In der Nacht zum Dienstag haben in Belgien wieder schwere Unwetter gewütet. Es schüttete und stürmte, blitzte und donnerte, aber gehagelt hat es nicht mehr. Bei der Bahn gab es am Dienstagmorgen noch Probleme wegen Blitzeinschlägen. Das Unwetter war danach weiter nach Deutschland und in die Niederlande gezogen.

In den Provinzen Ostflandern, Antwerpen, Flämisch-Brabant und Limburg waren unter anderem zahlreiche Notrufe wegen des heftigen Unwetters eingegangen.

Dem VRT-Wetterexperten Frank Deboosere zufolge habe es vor allem in den Provinzen Antwerpen und Limburg besonders stark geblitzt.

Die Feuerwehr wurde wegen überschwemmter Keller und entwurzelter Bäume gerufen und war teilweise seit 24 Stunden im Einsatz, da sie noch immer mit den Aufräumarbeiten von dem starken Hagel zuvor beschäftigt war.

In Wallonien sind verschiedenerorts Keller von Häusern überschwemmt und Bäume entwurzelt worden.
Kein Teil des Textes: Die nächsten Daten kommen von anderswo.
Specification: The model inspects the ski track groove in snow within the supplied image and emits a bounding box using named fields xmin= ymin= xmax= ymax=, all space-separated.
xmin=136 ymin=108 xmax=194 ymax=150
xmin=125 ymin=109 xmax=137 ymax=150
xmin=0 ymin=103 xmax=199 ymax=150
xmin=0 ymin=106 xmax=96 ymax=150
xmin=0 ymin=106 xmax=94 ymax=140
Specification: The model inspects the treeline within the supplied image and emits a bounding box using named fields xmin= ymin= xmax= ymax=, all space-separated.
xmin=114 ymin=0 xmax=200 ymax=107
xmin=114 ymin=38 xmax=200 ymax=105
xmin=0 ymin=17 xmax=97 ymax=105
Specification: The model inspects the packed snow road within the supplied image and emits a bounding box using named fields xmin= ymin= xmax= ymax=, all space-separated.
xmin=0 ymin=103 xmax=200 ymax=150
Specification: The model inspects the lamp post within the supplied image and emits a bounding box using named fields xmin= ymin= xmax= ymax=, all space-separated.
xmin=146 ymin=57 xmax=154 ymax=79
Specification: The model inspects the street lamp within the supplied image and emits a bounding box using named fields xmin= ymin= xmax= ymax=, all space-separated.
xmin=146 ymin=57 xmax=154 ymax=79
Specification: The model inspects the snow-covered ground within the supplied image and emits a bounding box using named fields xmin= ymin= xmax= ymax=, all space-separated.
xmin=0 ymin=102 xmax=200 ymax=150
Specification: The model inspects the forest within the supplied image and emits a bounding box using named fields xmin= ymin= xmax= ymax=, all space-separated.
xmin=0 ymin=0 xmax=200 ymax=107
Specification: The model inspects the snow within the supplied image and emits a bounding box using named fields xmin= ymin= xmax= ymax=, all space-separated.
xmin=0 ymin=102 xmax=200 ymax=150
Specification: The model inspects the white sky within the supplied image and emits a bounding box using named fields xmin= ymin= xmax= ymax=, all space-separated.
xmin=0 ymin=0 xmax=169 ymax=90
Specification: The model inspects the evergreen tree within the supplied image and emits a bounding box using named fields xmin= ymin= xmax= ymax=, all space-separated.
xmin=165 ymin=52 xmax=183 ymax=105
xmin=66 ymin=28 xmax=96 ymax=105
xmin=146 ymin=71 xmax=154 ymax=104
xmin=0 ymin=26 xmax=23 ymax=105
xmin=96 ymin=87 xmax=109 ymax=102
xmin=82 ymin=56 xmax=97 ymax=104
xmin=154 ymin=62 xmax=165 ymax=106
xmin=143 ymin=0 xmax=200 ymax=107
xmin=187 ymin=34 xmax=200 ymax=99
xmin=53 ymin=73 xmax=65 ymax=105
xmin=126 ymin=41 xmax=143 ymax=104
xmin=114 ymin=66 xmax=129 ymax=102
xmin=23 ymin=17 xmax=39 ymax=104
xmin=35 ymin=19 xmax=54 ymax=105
Das war unter anderem der Fall in den Provinzen Luxemburg und Lüttich.

Blitzeinschläge

Auch der Bahnverkehr wurde gestört. Zwischen Herentals und Olen war am Dienstag ein Baum auf die Schienen gefallen, meldet die bahneigene Infrastrukturgesellschaft Infrabel. Hierdurch war eine Linie gesperrt. Inzwischen fahren die Züge dort jedoch wieder nach Plan.

"In die Bahninstallationen zwischen Schellebelle und Aalst hat der Blitz eingeschlagen. Verschiedene Bahnübergänge sind gestört", weiß Thomas Baeken von Infrabel noch. Dies hatte Zug-Verspätungen von bis zu 20 Minuten zur Folge.